Белый ниндзя - ван Ластбадер Эрик. Страница 35
Сендзин чувствовал скептическое отношение д-ра Муку к его рассказу. И в этом не было ничего странного. В вопросах человеческого сознания доктор был ограничен методиками современного аналитического мышления. На взгляд Сендзина, он был жалким доктринером, не способным увидеть ничего, о чем ему не говорили его собственные учителя.
— Главное в Кшире то, — сказал Сендзин, внезапно наклоняясь к самому лицу доктора, — что она очень пластична, и ею можно пользоваться для самых разных нужд. — Он сделал затяжку, и его сигарета вдруг начала шипеть и издавать странное бело-голубое свечение.
Левая рука Сендзина захватила лицо д-ра Муку, прежде чем психиатр сумел хоть как-то отреагировать. Большим пальцем этой руки, он сбросил с переносицы очки и тотчас же ткнул горящим концом сигареты прямо в левый, глаз д-ра Муку. Растопыренные, как паучьи лапы, пальцы при этом цепко держали внезапно вспотевшее лицо доктора.

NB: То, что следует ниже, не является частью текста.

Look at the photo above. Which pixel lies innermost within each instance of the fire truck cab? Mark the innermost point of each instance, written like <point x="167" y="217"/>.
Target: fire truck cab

Руки д-ра Муку бессильно пытались оттолкнуть Сендзина, а начиненная фосфором сигарета все глубже и глубже погружалась в глазницу. Доктор издал странный, приглушенный звук — не крик, а просто натужное дрожание голосовых связок.
Наблюдая, за выражением его лица, будто тот был не живым человеком, а изображением на экране телевизора, Сендзин улыбался.
— Наш подопечный, — говорил он доктору в самое ухо, — не убивал женщин. В том числе молодых и красивых. Здесь ты поднапутал, доктор. Во всем ты напутал. И обо мне тоже.
Комната заполнилась странным запахом. Язык Сендзина быстро высунулся, как у ящерки, смакуя этот запах. Это был запах смерти. Он исходил от д-ра Муку.
Сендзин перевел взгляд на правый глаз д-ра Муку. Из него катились слезы, и Сендзин смахнул их одним пальцем. Зрачок расширен, будто доктор был наркоманом. Жаль, что психиатр не может сказать, как ему сейчас больно и как страшно. Аналитический ум его мог бы выделить из хаоса болевых ощущений легко узнаваемые и классифицируемые компоненты.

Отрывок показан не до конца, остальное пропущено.